Meanwhile, the economic data from the Eurozone was better than expected. Eurozone's unemployment rate fell to 11.1% in April from 11.2% in March. It was the lowest level since February 2012.
March's figure was revised down from 11.3%.
Analysts had expected the unemployment rate to remain unchanged at 11.2%.
Retail sales in the Eurozone rose 0.7% in April, in line with expectations, after a 0.6% fall in March. March's figure was revised up from a 0.8% drop.
The increase was driven by higher food, drinks and tobacco sales, which rose 1.3% in April.
Gasoline sales were up 0.6% in April, while non-food sales increased 0.3%.
On a yearly basis, retail sales in the Eurozone rose 2.2% in April, beating forecasts of a 2.0% gain, after a 1.7% increase in March.
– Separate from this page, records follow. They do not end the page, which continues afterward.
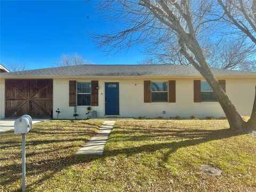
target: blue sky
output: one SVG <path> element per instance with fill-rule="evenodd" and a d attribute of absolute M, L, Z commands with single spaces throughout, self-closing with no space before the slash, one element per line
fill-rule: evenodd
<path fill-rule="evenodd" d="M 94 64 L 136 64 L 147 57 L 140 46 L 110 55 L 96 49 L 87 32 L 115 24 L 100 17 L 96 3 L 1 1 L 0 63 L 37 69 L 53 67 L 63 54 L 77 53 Z"/>

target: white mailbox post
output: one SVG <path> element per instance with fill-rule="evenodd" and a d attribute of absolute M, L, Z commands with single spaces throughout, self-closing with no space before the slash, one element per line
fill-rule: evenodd
<path fill-rule="evenodd" d="M 26 181 L 25 135 L 31 129 L 32 118 L 29 115 L 23 115 L 14 122 L 14 133 L 21 134 L 22 137 L 22 192 L 25 191 Z"/>

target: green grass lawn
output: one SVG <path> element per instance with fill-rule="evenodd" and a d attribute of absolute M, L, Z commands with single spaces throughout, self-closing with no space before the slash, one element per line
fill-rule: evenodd
<path fill-rule="evenodd" d="M 75 156 L 100 123 L 35 124 L 27 137 L 29 190 L 256 190 L 256 136 L 230 132 L 226 120 L 118 121 L 103 156 Z M 21 186 L 21 136 L 0 137 L 0 189 L 15 191 Z M 204 164 L 221 169 L 222 175 L 202 173 Z"/>

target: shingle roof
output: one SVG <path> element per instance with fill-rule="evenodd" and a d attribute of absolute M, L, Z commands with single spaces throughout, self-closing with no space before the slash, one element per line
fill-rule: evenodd
<path fill-rule="evenodd" d="M 215 76 L 253 76 L 256 73 L 212 68 Z M 81 65 L 2 74 L 2 77 L 200 76 L 192 66 L 175 65 Z"/>

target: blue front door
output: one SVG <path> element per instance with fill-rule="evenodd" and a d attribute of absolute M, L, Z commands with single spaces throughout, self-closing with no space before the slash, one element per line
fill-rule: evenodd
<path fill-rule="evenodd" d="M 105 114 L 119 114 L 119 83 L 105 83 Z"/>

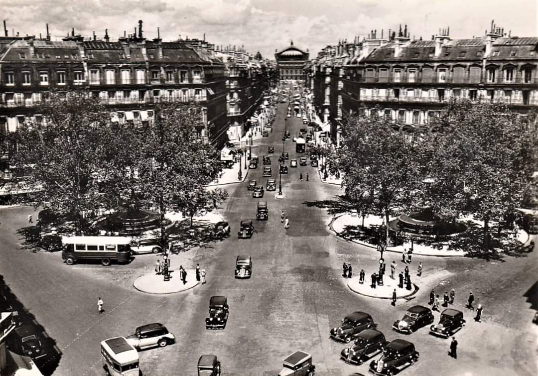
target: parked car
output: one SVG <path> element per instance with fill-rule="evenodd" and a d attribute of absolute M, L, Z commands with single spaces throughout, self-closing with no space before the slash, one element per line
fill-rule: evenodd
<path fill-rule="evenodd" d="M 202 355 L 198 359 L 198 376 L 221 376 L 221 362 L 213 354 Z"/>
<path fill-rule="evenodd" d="M 255 188 L 256 188 L 256 181 L 249 180 L 249 185 L 247 186 L 246 189 L 249 190 L 254 190 Z"/>
<path fill-rule="evenodd" d="M 206 329 L 224 329 L 228 321 L 228 309 L 225 296 L 211 296 L 209 299 L 209 315 L 206 318 Z"/>
<path fill-rule="evenodd" d="M 264 178 L 272 176 L 273 173 L 271 172 L 271 167 L 264 167 L 264 173 L 262 175 Z"/>
<path fill-rule="evenodd" d="M 353 345 L 342 351 L 340 358 L 346 363 L 360 365 L 383 351 L 388 344 L 385 335 L 380 331 L 365 329 L 357 336 Z"/>
<path fill-rule="evenodd" d="M 239 224 L 239 232 L 237 236 L 242 239 L 252 238 L 254 233 L 254 226 L 252 225 L 251 219 L 242 219 Z"/>
<path fill-rule="evenodd" d="M 430 334 L 448 338 L 462 329 L 465 323 L 463 312 L 447 308 L 441 313 L 439 323 L 430 327 Z"/>
<path fill-rule="evenodd" d="M 261 198 L 264 196 L 264 186 L 256 186 L 252 192 L 252 197 L 254 198 Z"/>
<path fill-rule="evenodd" d="M 265 186 L 265 190 L 277 190 L 277 181 L 274 179 L 268 179 Z"/>
<path fill-rule="evenodd" d="M 160 253 L 162 252 L 161 240 L 157 238 L 141 239 L 138 240 L 133 239 L 130 245 L 131 250 L 134 254 Z"/>
<path fill-rule="evenodd" d="M 357 311 L 348 315 L 342 321 L 340 327 L 330 331 L 331 338 L 349 343 L 365 329 L 374 329 L 377 324 L 372 316 L 364 312 Z"/>
<path fill-rule="evenodd" d="M 258 210 L 256 211 L 256 219 L 267 221 L 269 219 L 269 209 L 267 202 L 258 202 Z"/>
<path fill-rule="evenodd" d="M 295 351 L 284 359 L 282 370 L 277 376 L 314 376 L 315 372 L 312 356 L 304 351 Z"/>
<path fill-rule="evenodd" d="M 169 332 L 165 326 L 159 323 L 138 327 L 135 330 L 134 334 L 128 336 L 125 339 L 137 350 L 155 346 L 164 347 L 175 341 L 174 335 Z"/>
<path fill-rule="evenodd" d="M 433 322 L 431 309 L 422 306 L 413 306 L 407 310 L 401 320 L 394 321 L 392 328 L 399 332 L 410 334 Z"/>
<path fill-rule="evenodd" d="M 30 357 L 32 360 L 47 356 L 41 335 L 32 325 L 23 325 L 13 330 L 10 338 L 10 349 L 13 352 Z"/>
<path fill-rule="evenodd" d="M 370 363 L 370 372 L 376 375 L 392 376 L 404 367 L 413 364 L 419 359 L 415 345 L 405 339 L 394 339 L 383 351 L 380 359 Z"/>
<path fill-rule="evenodd" d="M 252 274 L 252 259 L 250 256 L 237 256 L 236 259 L 236 278 L 250 278 Z"/>

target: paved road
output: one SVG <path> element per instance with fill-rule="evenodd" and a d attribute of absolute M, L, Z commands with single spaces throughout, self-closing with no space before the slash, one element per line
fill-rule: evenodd
<path fill-rule="evenodd" d="M 274 176 L 278 172 L 285 113 L 285 105 L 280 105 L 273 132 L 253 147 L 253 152 L 261 157 L 266 154 L 267 146 L 275 146 Z M 296 117 L 288 123 L 292 136 L 303 126 Z M 291 140 L 286 141 L 286 151 L 291 159 L 298 159 Z M 263 167 L 251 170 L 247 180 L 265 182 Z M 306 172 L 309 173 L 310 181 L 299 181 L 301 172 L 305 178 Z M 370 275 L 377 268 L 378 259 L 375 252 L 338 239 L 330 230 L 331 216 L 320 207 L 336 200 L 342 193 L 339 187 L 321 182 L 309 166 L 291 168 L 289 174 L 282 176 L 286 198 L 277 200 L 273 193 L 266 192 L 261 201 L 267 202 L 270 218 L 259 222 L 255 221 L 259 200 L 252 198 L 246 184 L 228 186 L 230 197 L 220 209 L 231 225 L 230 238 L 189 251 L 192 261 L 200 263 L 207 271 L 208 283 L 166 296 L 146 295 L 132 287 L 136 276 L 152 269 L 154 257 L 137 258 L 129 266 L 69 267 L 61 263 L 58 253 L 20 249 L 15 231 L 27 225 L 29 209 L 0 211 L 4 239 L 0 244 L 0 273 L 56 341 L 62 356 L 54 374 L 101 374 L 99 342 L 153 322 L 166 325 L 178 340 L 164 349 L 141 352 L 145 375 L 194 374 L 200 355 L 213 353 L 222 361 L 224 375 L 272 375 L 280 370 L 284 358 L 295 350 L 313 354 L 318 374 L 366 374 L 367 363 L 356 367 L 339 360 L 338 354 L 345 345 L 328 336 L 330 328 L 357 310 L 372 314 L 388 339 L 403 337 L 415 343 L 421 358 L 401 374 L 536 373 L 538 332 L 530 323 L 534 311 L 529 309 L 525 297 L 538 275 L 536 252 L 493 262 L 415 256 L 412 271 L 419 261 L 424 265 L 422 278 L 416 281 L 420 290 L 413 300 L 399 301 L 393 307 L 387 300 L 354 294 L 339 275 L 344 261 L 351 263 L 355 273 L 363 267 Z M 280 222 L 281 209 L 290 218 L 287 231 Z M 256 232 L 251 239 L 237 238 L 243 218 L 254 219 Z M 253 258 L 253 275 L 250 280 L 233 278 L 239 254 Z M 403 267 L 397 255 L 386 257 L 389 263 L 392 258 Z M 442 296 L 444 290 L 452 287 L 457 292 L 455 308 L 463 310 L 468 320 L 457 335 L 457 360 L 447 354 L 449 342 L 429 336 L 426 329 L 407 336 L 390 330 L 393 321 L 407 308 L 425 304 L 432 288 Z M 470 290 L 480 297 L 484 306 L 482 323 L 474 322 L 472 313 L 463 307 Z M 205 329 L 209 298 L 215 295 L 226 296 L 230 307 L 224 330 Z M 105 299 L 106 311 L 102 315 L 96 312 L 98 296 Z M 439 314 L 435 315 L 438 319 Z"/>

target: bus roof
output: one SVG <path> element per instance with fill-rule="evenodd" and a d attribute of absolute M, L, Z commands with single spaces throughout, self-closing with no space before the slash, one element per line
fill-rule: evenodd
<path fill-rule="evenodd" d="M 131 238 L 126 236 L 63 236 L 64 244 L 129 244 Z"/>
<path fill-rule="evenodd" d="M 138 361 L 138 352 L 124 337 L 105 339 L 101 342 L 101 347 L 120 365 Z"/>

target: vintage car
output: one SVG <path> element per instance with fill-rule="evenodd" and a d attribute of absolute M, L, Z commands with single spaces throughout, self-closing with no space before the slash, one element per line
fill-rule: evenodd
<path fill-rule="evenodd" d="M 383 351 L 388 343 L 380 331 L 366 329 L 359 334 L 352 346 L 342 351 L 340 358 L 346 363 L 360 365 Z"/>
<path fill-rule="evenodd" d="M 256 186 L 252 192 L 252 197 L 254 198 L 261 198 L 264 196 L 264 186 Z"/>
<path fill-rule="evenodd" d="M 221 376 L 221 362 L 213 354 L 202 355 L 198 359 L 198 376 Z"/>
<path fill-rule="evenodd" d="M 246 189 L 249 190 L 254 190 L 254 188 L 256 188 L 256 181 L 249 180 L 249 185 L 247 186 Z"/>
<path fill-rule="evenodd" d="M 265 186 L 265 190 L 277 190 L 277 181 L 274 179 L 268 179 Z"/>
<path fill-rule="evenodd" d="M 430 334 L 448 338 L 462 329 L 465 322 L 463 312 L 447 308 L 441 313 L 439 323 L 430 327 Z"/>
<path fill-rule="evenodd" d="M 273 173 L 271 172 L 271 167 L 264 167 L 264 173 L 263 175 L 264 178 L 268 178 L 272 176 Z"/>
<path fill-rule="evenodd" d="M 164 347 L 175 341 L 175 337 L 166 327 L 159 323 L 147 324 L 138 327 L 134 334 L 125 337 L 127 342 L 137 350 L 158 346 Z"/>
<path fill-rule="evenodd" d="M 37 328 L 30 325 L 16 328 L 12 332 L 10 349 L 20 355 L 30 357 L 32 360 L 47 356 L 44 349 L 41 335 Z"/>
<path fill-rule="evenodd" d="M 206 318 L 206 329 L 223 329 L 228 320 L 228 303 L 225 296 L 211 296 L 209 316 Z"/>
<path fill-rule="evenodd" d="M 364 312 L 357 311 L 345 316 L 340 327 L 330 331 L 331 338 L 349 343 L 365 329 L 374 329 L 377 327 L 372 316 Z"/>
<path fill-rule="evenodd" d="M 315 372 L 312 356 L 304 351 L 295 351 L 284 359 L 282 370 L 277 376 L 314 376 Z"/>
<path fill-rule="evenodd" d="M 239 232 L 237 236 L 242 239 L 252 238 L 254 232 L 254 226 L 251 219 L 242 219 L 239 225 Z"/>
<path fill-rule="evenodd" d="M 252 259 L 250 256 L 237 256 L 236 259 L 236 278 L 250 278 L 252 274 Z"/>
<path fill-rule="evenodd" d="M 392 328 L 401 333 L 410 334 L 422 327 L 433 323 L 431 310 L 422 306 L 413 306 L 404 315 L 401 320 L 396 320 Z"/>
<path fill-rule="evenodd" d="M 370 372 L 376 375 L 392 376 L 407 365 L 419 359 L 419 352 L 415 345 L 405 339 L 394 339 L 387 345 L 383 355 L 377 360 L 370 363 Z"/>
<path fill-rule="evenodd" d="M 256 219 L 261 221 L 267 221 L 269 219 L 269 209 L 267 208 L 267 202 L 258 203 Z"/>

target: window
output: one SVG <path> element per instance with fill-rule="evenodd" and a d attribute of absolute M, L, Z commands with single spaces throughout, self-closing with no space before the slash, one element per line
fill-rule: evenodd
<path fill-rule="evenodd" d="M 514 82 L 514 68 L 507 68 L 505 69 L 505 82 Z"/>
<path fill-rule="evenodd" d="M 99 70 L 98 69 L 91 69 L 90 70 L 90 84 L 96 84 L 99 82 Z"/>
<path fill-rule="evenodd" d="M 46 72 L 39 72 L 39 84 L 46 86 L 48 84 L 48 73 Z"/>
<path fill-rule="evenodd" d="M 56 83 L 59 85 L 66 84 L 66 73 L 65 72 L 59 72 L 56 74 Z"/>
<path fill-rule="evenodd" d="M 23 84 L 30 85 L 32 83 L 32 73 L 29 72 L 23 72 Z"/>
<path fill-rule="evenodd" d="M 75 85 L 82 85 L 84 83 L 84 73 L 82 72 L 73 72 L 75 75 L 74 83 Z"/>
<path fill-rule="evenodd" d="M 116 72 L 114 69 L 107 69 L 104 73 L 107 84 L 112 85 L 116 83 Z"/>

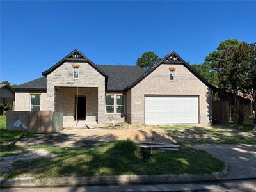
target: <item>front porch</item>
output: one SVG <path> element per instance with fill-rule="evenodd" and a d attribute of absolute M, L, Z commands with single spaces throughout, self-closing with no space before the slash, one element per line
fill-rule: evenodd
<path fill-rule="evenodd" d="M 63 113 L 63 127 L 99 123 L 99 113 L 102 111 L 98 97 L 97 87 L 55 87 L 54 111 Z"/>

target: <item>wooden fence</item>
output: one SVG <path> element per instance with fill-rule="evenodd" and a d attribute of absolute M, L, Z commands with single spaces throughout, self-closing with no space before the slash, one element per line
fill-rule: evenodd
<path fill-rule="evenodd" d="M 9 111 L 6 114 L 6 129 L 34 133 L 56 132 L 61 129 L 59 127 L 62 129 L 63 115 L 61 116 L 62 120 L 60 119 L 59 122 L 52 121 L 54 113 L 58 113 L 51 111 Z"/>
<path fill-rule="evenodd" d="M 244 105 L 244 123 L 252 123 L 250 118 L 252 115 L 251 106 Z M 212 122 L 225 123 L 228 121 L 237 122 L 235 106 L 230 105 L 228 101 L 212 102 Z"/>

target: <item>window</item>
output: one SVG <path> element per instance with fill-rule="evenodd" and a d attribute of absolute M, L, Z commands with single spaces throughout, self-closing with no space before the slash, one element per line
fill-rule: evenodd
<path fill-rule="evenodd" d="M 116 95 L 116 113 L 125 112 L 125 97 L 124 95 Z"/>
<path fill-rule="evenodd" d="M 34 94 L 31 95 L 31 110 L 40 111 L 40 95 Z"/>
<path fill-rule="evenodd" d="M 170 80 L 172 80 L 172 81 L 174 80 L 174 75 L 175 75 L 175 71 L 170 70 Z"/>
<path fill-rule="evenodd" d="M 125 95 L 106 95 L 106 113 L 125 113 Z"/>
<path fill-rule="evenodd" d="M 106 96 L 106 112 L 108 113 L 114 113 L 115 109 L 115 95 L 108 95 Z"/>
<path fill-rule="evenodd" d="M 79 68 L 74 68 L 74 79 L 79 79 Z"/>

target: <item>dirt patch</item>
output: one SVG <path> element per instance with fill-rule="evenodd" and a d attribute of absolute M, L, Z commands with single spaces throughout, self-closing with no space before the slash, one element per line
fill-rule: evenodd
<path fill-rule="evenodd" d="M 12 163 L 17 161 L 28 161 L 34 159 L 49 159 L 56 156 L 56 154 L 51 153 L 45 149 L 35 149 L 28 153 L 16 151 L 15 154 L 15 156 L 10 156 L 1 158 L 0 172 L 12 170 Z"/>

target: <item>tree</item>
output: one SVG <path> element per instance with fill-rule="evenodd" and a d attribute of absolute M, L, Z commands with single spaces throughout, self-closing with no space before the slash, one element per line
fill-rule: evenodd
<path fill-rule="evenodd" d="M 213 71 L 211 65 L 207 63 L 201 65 L 195 63 L 191 67 L 209 83 L 213 86 L 218 86 L 219 81 L 218 72 Z"/>
<path fill-rule="evenodd" d="M 217 51 L 211 52 L 205 58 L 202 64 L 194 64 L 191 67 L 203 77 L 217 86 L 219 84 L 218 70 L 220 68 L 220 61 L 225 50 L 232 47 L 237 47 L 239 41 L 236 39 L 229 39 L 220 42 Z"/>
<path fill-rule="evenodd" d="M 248 70 L 255 60 L 252 52 L 250 45 L 242 42 L 224 50 L 218 66 L 219 87 L 232 93 L 239 124 L 244 122 L 244 98 L 248 97 L 251 81 Z"/>
<path fill-rule="evenodd" d="M 206 63 L 209 63 L 213 71 L 216 71 L 220 68 L 220 61 L 221 58 L 224 51 L 233 47 L 237 47 L 239 45 L 239 41 L 237 39 L 228 39 L 221 42 L 217 51 L 211 52 L 207 55 L 205 61 Z"/>
<path fill-rule="evenodd" d="M 154 54 L 154 52 L 145 52 L 138 58 L 136 65 L 148 70 L 152 68 L 154 65 L 161 60 L 161 58 L 159 58 L 158 55 Z"/>
<path fill-rule="evenodd" d="M 250 60 L 246 63 L 246 74 L 248 77 L 246 95 L 252 101 L 252 120 L 256 130 L 256 43 L 247 45 L 247 56 Z"/>

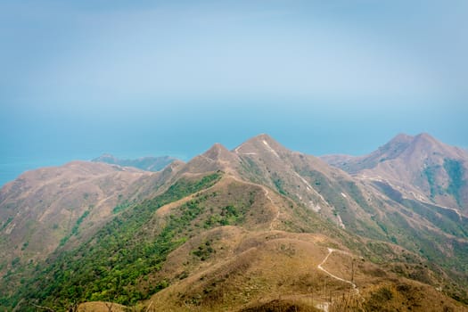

March's figure was revised up from a 1.6% rise.
The annual rise was driven by non-food sales, which gained 3.3%, and by gasoline sales, which increased 3.2%.
Markit's and the Chartered Institute of Purchasing & Supply's services purchasing managers' index (PMI) for the U.K. fell to 56.5 in May from 59.5 in April, missing expectations for a fall to 59.2. It was the lowest level since December 2014.
A reading above 50 indicates expansion in the sector.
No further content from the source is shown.